What's going on in this scene? To be honest, I am well aware a lot of audiences find the finale infantile, laughable, embarrassing and/or simply terrible. Maitland McDonagh has evaluated that the only possible conclusion is that Betty has gone mad, probably from the horror and loss she's undergone, but mostly the internal resistance to the killer's insistence that a latent sadism inherited from her mother makes her get off on being forced witness to the murders. This is a frequent line of reasoning adopted by Argento apologists. To me that smacks of tough-guy excuse making and a false choice: either Argento is soft-headed about the spiritual, or hey look, at least the hero goes crazy at the end. It's just not a foregone conclusion either way.

We're privy to Betty's thoughts, but there's no definitive answer about her mental health, or sublimated motivations she's not even expressing to herself in the voice over. We can't know what's happened to Betty any more than we understand what's happened to Marc Daly in Deep Red, to Anne in Tenebre, or to Anna Manni in The Stendhal Syndrome, in the similar enigmatic closing shots of those films. All we can know is that Betty is changed. Her final voice over is a refutation of the villain's claim over her, a resistance to the possibility of complicancy with the violence, a self-absolution from guilt. In her final act of compassion, freeing the pinned lizard, she undoes the nasty work of the reptile-torturing little girl in Deep Red. Faced with a creature whose helplessness in bondage mirrors her own during the murder scenes, Betty chooses to liberate it. The attentive viewer will also see Betty shucking off her mother's influence in shaping her psyche: when Betty releases the lizard, she's set free.

Betty is the only character able to transcend the twisted meanness of Opera's world without being annihilated. Even if she has gone mad, and is manically overcompensating to prove it to herself, we watch Betty make the choice. Whether the capacity for sadism is present is not important: of course it is. It always is. She suppresses it. Until this scene, Opera is not at all about relationship between people and nature. It seems instead, that only by exposure to the darkest edges of human experience, is Betty able to consciously set herself apart from the brutish, insensitive species that populates the film. That is as fine a mission statement for horror movies as I know.
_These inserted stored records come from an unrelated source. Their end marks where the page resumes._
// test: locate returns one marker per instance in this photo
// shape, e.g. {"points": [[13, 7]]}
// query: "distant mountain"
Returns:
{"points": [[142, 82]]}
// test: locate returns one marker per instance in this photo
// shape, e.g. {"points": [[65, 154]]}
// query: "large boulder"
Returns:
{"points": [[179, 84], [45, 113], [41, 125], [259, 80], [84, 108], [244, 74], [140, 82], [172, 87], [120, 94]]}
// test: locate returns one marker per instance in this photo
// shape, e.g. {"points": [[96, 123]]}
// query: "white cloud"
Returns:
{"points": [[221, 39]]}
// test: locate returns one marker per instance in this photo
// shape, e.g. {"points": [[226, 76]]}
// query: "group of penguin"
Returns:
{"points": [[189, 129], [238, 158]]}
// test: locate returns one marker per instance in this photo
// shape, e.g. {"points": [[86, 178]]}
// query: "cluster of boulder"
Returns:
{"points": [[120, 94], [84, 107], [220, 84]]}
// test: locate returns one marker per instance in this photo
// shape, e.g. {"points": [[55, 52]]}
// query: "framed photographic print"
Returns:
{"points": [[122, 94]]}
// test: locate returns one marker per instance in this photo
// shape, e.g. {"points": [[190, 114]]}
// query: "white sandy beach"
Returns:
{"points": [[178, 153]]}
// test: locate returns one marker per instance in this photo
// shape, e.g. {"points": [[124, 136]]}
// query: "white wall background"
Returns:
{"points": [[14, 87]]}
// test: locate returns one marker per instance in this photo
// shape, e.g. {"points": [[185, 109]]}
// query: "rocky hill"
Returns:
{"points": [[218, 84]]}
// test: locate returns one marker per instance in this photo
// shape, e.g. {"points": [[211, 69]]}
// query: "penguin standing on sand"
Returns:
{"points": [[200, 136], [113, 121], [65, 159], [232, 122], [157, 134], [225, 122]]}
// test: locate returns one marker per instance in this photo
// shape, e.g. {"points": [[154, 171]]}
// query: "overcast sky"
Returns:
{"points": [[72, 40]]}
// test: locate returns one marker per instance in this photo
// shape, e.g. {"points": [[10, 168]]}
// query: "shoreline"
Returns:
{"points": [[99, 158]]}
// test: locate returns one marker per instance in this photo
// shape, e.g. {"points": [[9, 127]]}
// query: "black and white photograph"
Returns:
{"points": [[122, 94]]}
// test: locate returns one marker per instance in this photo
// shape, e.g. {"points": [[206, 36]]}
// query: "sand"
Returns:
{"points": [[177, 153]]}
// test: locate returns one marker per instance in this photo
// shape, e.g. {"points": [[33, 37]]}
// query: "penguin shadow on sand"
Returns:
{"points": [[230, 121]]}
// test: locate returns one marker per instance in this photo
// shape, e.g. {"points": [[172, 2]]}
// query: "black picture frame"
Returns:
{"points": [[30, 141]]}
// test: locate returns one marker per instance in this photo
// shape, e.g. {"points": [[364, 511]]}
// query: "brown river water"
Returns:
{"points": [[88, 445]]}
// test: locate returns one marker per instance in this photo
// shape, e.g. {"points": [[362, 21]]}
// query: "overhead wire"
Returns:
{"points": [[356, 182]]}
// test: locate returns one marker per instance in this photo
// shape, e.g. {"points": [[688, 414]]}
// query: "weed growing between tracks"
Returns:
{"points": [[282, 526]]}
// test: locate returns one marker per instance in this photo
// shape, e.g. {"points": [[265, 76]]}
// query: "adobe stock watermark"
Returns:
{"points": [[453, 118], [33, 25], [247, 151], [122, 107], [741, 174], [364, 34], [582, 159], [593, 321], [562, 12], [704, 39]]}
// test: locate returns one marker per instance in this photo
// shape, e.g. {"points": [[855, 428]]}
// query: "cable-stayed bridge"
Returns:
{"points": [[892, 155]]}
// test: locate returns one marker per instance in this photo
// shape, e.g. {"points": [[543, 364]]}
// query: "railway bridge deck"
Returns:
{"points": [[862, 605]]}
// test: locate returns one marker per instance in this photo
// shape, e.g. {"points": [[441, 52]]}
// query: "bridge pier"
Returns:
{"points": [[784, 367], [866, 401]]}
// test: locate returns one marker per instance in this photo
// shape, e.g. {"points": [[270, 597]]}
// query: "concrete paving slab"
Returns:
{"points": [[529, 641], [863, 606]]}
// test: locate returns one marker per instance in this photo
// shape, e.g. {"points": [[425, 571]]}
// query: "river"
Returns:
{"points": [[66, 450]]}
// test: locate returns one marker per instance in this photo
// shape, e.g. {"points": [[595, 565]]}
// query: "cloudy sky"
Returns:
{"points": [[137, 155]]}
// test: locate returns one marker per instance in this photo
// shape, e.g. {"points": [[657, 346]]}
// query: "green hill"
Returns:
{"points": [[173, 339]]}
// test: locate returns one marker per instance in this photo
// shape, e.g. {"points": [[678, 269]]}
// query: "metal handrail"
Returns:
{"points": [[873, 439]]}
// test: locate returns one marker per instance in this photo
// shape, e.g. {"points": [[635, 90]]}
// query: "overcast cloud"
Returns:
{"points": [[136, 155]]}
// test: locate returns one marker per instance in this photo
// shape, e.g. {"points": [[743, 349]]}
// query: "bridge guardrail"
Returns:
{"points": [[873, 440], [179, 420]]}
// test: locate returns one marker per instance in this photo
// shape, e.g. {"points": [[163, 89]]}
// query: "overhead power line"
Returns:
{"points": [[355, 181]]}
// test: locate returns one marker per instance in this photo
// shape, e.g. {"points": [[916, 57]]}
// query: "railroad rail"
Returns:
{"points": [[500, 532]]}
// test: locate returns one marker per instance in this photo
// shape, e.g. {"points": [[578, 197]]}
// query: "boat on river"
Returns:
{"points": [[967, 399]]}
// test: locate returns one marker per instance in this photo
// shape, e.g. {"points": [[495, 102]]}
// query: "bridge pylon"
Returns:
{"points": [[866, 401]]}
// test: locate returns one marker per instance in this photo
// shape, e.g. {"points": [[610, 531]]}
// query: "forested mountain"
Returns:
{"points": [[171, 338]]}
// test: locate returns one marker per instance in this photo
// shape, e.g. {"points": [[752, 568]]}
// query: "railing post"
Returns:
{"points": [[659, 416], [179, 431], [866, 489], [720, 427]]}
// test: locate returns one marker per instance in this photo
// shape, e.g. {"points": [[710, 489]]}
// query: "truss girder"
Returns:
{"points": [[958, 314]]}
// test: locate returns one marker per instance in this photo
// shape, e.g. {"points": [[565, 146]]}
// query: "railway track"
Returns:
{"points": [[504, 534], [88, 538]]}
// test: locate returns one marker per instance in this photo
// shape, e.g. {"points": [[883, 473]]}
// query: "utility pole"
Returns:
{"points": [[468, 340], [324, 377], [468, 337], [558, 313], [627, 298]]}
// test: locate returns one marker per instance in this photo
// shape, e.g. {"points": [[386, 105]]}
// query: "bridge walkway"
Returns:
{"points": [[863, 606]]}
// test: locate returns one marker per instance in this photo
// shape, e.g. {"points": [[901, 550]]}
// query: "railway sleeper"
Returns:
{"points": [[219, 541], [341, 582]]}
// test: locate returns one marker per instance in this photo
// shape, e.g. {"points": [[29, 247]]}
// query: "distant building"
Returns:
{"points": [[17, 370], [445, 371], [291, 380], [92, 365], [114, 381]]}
Half of this scene is a credit to Argento, the rest is all Marsillach's doing. Her strange performance is what allows the latitude for readings as divergent as McDonagh's and my own. Marsillach paws across the grass in rapture, ignoring the gore on her shirt. She smells deeply of some of the plants, pets some of them and simply stares and grins at others. The wild, ecstatic expression on her dewy features cannot be read, beyond the wide-eyed glee of her oneness with nature. Un-sane or not, it's frightening as she buries her face in the foliage and comes up open-mouthed with wonder. Promptly after the lizard's rescue, Betty throws herself flat on the ground, embracing the Earth itself, and the screen fades to black. Such awesome joy as Cristina Marsillach conveys, we can never know. Can we? Go my beauty.

Be free.

5 comments:

Anonymous said...

you try too hard to be clever. i'm not meaning to be cruel but this is the most purposefully obtuse--and by proxy, annoying--film blog i've ever read.

Chris Stangl said...

Those who can make films -- do.

Those who understand films -- criticize.

Those who can't criticize -- complain.

Anonymous said...

ah, but i do understand films, and i do critique them. i am also paid to do so. are you?

learn to be graceful when someone offers you constructive criticism. you -are- purposefully obtuse, and it's a bad affectation to cultivate.

Chris Stangl said...

Bragging about one's job, trolling on blogs you claim to find annoying, framing yourself as a wise old (paid!) movie critic whose sage advice a young poseur should be happy to accept, are far, far worse habits to cultivate than anything perpetrated here. Use that pay to buy a shift key!

Sorry, Jackson, but you sound like a square. Include me out!

Stephanie said...

This is a brilliant analysis of one of my favorite film endings. While I love McDonaugh's work, her facile dismissal of OPERA's finale always bugged me. Thank you, thank you, thank you for writing this.